Recently a joke has been working its way around the internet: If Everyone Still Wrote Like They Did in College. It is funny because it is so very true. College students, high school students, and middle school students do indeed write this way, but perhaps the more important question is why? Perhaps because they have been told to write that way! All too often in today’s schools students are given ridiculous assignments and a formula. This week I overheard a student talking about her assignment to write a review of a cruise ship. I’m not sure what class the assignment was for, but I can be sure both student and instructor will not find anything interesting or inspirational about that piece of writing. At the age of 12 my son has written his fair share of ridiculous pieces already and he has the formula down pat. I can’t tell you how sad this makes me.
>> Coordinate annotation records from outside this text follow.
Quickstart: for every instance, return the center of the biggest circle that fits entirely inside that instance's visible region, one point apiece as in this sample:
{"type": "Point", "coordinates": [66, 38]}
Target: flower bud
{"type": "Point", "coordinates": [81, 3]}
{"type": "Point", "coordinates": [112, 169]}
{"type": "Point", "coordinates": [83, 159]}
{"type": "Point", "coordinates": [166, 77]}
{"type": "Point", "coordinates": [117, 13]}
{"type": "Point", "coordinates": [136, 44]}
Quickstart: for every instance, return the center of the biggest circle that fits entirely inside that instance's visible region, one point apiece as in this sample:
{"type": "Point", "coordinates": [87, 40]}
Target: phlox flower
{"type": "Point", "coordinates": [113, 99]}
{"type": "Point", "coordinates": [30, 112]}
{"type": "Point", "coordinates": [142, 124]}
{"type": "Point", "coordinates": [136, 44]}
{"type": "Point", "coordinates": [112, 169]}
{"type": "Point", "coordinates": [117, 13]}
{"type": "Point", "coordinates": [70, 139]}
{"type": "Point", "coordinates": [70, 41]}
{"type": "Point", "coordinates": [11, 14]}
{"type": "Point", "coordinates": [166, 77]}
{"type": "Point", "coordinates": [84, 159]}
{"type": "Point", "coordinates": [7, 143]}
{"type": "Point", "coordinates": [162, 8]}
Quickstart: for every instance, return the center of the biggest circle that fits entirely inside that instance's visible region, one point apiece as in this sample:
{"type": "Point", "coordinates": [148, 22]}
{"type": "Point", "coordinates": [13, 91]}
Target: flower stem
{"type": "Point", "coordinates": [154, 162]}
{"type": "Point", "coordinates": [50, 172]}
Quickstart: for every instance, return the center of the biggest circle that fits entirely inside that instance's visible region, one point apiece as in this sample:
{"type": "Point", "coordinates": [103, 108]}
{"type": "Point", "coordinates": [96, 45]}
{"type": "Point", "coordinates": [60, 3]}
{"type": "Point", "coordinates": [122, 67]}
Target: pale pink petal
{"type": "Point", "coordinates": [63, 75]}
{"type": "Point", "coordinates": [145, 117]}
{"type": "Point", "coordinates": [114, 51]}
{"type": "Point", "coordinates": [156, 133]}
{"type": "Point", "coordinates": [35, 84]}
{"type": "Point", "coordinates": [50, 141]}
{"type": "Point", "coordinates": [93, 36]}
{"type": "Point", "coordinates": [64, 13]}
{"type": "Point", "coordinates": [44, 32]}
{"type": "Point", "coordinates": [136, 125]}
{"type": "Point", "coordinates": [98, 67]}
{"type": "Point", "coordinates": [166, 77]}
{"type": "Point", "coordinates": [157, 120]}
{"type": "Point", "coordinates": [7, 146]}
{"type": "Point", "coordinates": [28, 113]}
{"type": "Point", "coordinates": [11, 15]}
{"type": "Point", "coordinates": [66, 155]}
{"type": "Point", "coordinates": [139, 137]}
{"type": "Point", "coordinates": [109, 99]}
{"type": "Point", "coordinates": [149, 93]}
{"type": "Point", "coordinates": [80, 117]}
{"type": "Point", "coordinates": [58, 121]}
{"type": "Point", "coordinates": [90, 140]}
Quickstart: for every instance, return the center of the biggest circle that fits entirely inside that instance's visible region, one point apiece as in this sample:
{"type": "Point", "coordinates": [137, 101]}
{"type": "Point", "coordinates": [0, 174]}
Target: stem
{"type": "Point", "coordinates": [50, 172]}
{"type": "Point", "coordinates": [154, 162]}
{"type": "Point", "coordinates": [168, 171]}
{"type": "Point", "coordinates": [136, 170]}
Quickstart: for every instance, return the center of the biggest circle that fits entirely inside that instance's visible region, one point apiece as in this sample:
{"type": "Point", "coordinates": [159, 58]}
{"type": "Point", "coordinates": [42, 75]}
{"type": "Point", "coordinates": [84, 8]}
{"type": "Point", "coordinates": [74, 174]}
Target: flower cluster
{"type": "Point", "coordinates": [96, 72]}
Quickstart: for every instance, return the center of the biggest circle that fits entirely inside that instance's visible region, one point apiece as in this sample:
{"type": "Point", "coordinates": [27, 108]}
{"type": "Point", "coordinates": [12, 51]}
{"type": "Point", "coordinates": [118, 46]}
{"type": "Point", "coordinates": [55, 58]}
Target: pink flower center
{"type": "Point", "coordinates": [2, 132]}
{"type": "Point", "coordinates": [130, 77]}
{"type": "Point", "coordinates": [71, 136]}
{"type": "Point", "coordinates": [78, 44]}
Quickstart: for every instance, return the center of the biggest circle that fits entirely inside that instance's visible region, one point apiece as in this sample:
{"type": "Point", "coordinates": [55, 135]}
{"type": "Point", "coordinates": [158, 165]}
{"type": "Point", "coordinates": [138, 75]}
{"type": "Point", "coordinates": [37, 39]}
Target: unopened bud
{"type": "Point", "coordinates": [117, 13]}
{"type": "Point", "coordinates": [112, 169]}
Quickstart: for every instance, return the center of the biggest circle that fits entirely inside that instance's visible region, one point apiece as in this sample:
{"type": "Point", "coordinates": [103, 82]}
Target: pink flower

I’ve been guilty of terrible prompts in the past, but I no longer worry about reading the drivel that inspired the “If Everyone…” joke. I strive to create assignments with enough room for students to pursue passion projects and try to build my classes around the ideas embraced by genius hour and project-based learning. It isn’t always easy, but then most things worthwhile aren’t easy. I’m still trying to find a way to truly implement project-based or service learning while also giving students room to pursue their passions and interests. Maybe it is too much to ask for in one 16 week class but I’m not ready to give up just yet. This semester I taught a first year seminar, From the Walking Dead to Superheroes: Exploring human challenges through comics, and I admit that not all the papers I am in the midst of grading are well written, but at least they are interesting ideas. The execution isn’t always what I had hoped, or what the writer hoped either I suspect, but how many of you have gotten to read papers investigating feminism in comic books, the sanctity (or not) of life in manga, or why we need super heroes? Of course, my favorites are the ones exploring the deeper issues and themes inspired by our current obsession with zombies, but I am learning all sorts of things about comic books and the ideas, discussions, and debates they portray. Not everyone can teach class inspired by comic books (or can they?) but surely you can find a way to let some passion into your assignments? I always taught professional writing as a passion project. How do you make your students more passionate about your content?
You might also find that such work solves another problem that far too many people worry about like a dog with a bone – plagiarism. I work with some people who worry obsessively about plagiarism. I suspect that you do too (work with people like that, I mean). These are the people lobbying to buy expensive plagiarism detection software. I do care about plagiarism, but I find that if students are writing about a topic that interests them, a topic they are passionate about, this tends not to be a problem. Perhaps it might also be the result of my use of low-stakes writing assignments to build toward that high-stakes paper, but I know my students’ voices and so I don’t need software to confirm if they are using words and ideas that are not their own. Either way, I believe passion projects can be a handy way to solve that problem, too. Maybe spend that software budget on publishing tools rather than plagiarism detection? I saw a wonderful Tweet regarding worries about students using their phones etc. to cheat: If they can Google the answer perhaps the problem is the question. I want to challenge my students to think, to pursue knowledge, and to share what they discover from this process. That is my passion project.
One of my goals for the coming semester is to work with some of my colleagues to craft better writing assignments as well as a better support structure around them. I believe strongly that some of terrible writing we see from our students is our own fault. What do you think?